■勢いで持っていく後半は面白いが、リアリティの往復ビンタで疲れてしまいます
Contents
■オススメ度
料理が人間関係に寄与する映画が好きな人(★★★)
フランス移民問題に興味がある人(★★★)
■公式予告編
鑑賞日:2023.5.11(アップリンク京都)
■映画情報
原題:La Brigade(レストランで働く役割分担が決められたチームのこと)、英題:The Kictchen Brigade
情報:2022年、フランス、97分、G
ジャンル:高級レストランのシェフが施設で働く中で変化する様子を描いたヒューマンドラマ
監督:ルイ=ジュリアン・プティ
脚本:ルイ=ジュリアン・プティ&リザ・ベンギーギ=デュケンヌ&ソフィー・ベンサドゥン&トマ・プジョル
キャスト:
オドレイ・ラミー/Audrey Lamy(カティ・マリー/Cathy Marie:人付き合いが苦手なシェフ、モデルはカトリーヌ・グロージャン/Catherine Grosjean)

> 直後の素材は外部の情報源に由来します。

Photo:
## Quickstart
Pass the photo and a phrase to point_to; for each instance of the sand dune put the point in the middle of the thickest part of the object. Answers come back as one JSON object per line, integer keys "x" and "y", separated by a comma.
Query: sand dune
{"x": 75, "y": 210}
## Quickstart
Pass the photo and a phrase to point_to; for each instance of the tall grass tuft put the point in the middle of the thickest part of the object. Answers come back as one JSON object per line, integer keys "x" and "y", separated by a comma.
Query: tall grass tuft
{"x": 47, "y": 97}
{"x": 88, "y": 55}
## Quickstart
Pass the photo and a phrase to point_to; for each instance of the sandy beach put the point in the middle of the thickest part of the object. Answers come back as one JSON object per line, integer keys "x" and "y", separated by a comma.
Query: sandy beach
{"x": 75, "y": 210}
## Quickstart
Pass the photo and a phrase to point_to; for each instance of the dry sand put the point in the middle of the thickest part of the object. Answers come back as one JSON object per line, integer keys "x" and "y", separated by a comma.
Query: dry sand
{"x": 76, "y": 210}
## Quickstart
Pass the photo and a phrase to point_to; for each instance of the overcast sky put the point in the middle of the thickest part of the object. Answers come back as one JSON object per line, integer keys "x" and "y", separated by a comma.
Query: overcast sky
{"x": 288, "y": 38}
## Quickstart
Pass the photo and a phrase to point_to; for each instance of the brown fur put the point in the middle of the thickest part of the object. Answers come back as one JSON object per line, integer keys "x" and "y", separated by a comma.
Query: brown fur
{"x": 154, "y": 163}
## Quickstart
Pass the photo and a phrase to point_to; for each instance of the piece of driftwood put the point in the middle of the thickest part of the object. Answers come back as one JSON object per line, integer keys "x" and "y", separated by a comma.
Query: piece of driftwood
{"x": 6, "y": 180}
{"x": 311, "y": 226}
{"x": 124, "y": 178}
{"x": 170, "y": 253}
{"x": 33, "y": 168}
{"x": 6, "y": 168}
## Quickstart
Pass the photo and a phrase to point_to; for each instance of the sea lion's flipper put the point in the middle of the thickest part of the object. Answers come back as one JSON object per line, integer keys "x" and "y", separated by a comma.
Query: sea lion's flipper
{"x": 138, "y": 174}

フランソワ・クリュゼ/François Cluzet(ロレンゾ・カルディ:施設長)
シャンタル・ヌービル/Chantal Neuwirth(サビーヌ:施設の職員)
Antoine Gourlier(アントニー:施設の職員、ドライバー)
ファトゥ・キャバ/Fatou mata Kaba(ファトゥ:女優志望のカティの親友)
ヤニック・カロンボ/Yannick Kalombo(ギュスギュス:夢はシェフの少年)
アマドゥ・バー/Amadou Bah(ママドゥ・バー:母と仲良しの青年)
ママドゥ・コイタ/Mamadou Koita(ジブリル:夢はサッカー選手の青年)
アルファ・バリー/Alpha Barry(アルファ・バリー:赤いバンダナのコートジボワール出身の青年)
ヤダフ・アウェル/Yadaf Awel(ヤダフ・アウェル:エチオピアから来た優秀な元学生)
ブバカール・バルデ/Boubacar Balde(ブバガール:説明上手なドレッドヘアの青年)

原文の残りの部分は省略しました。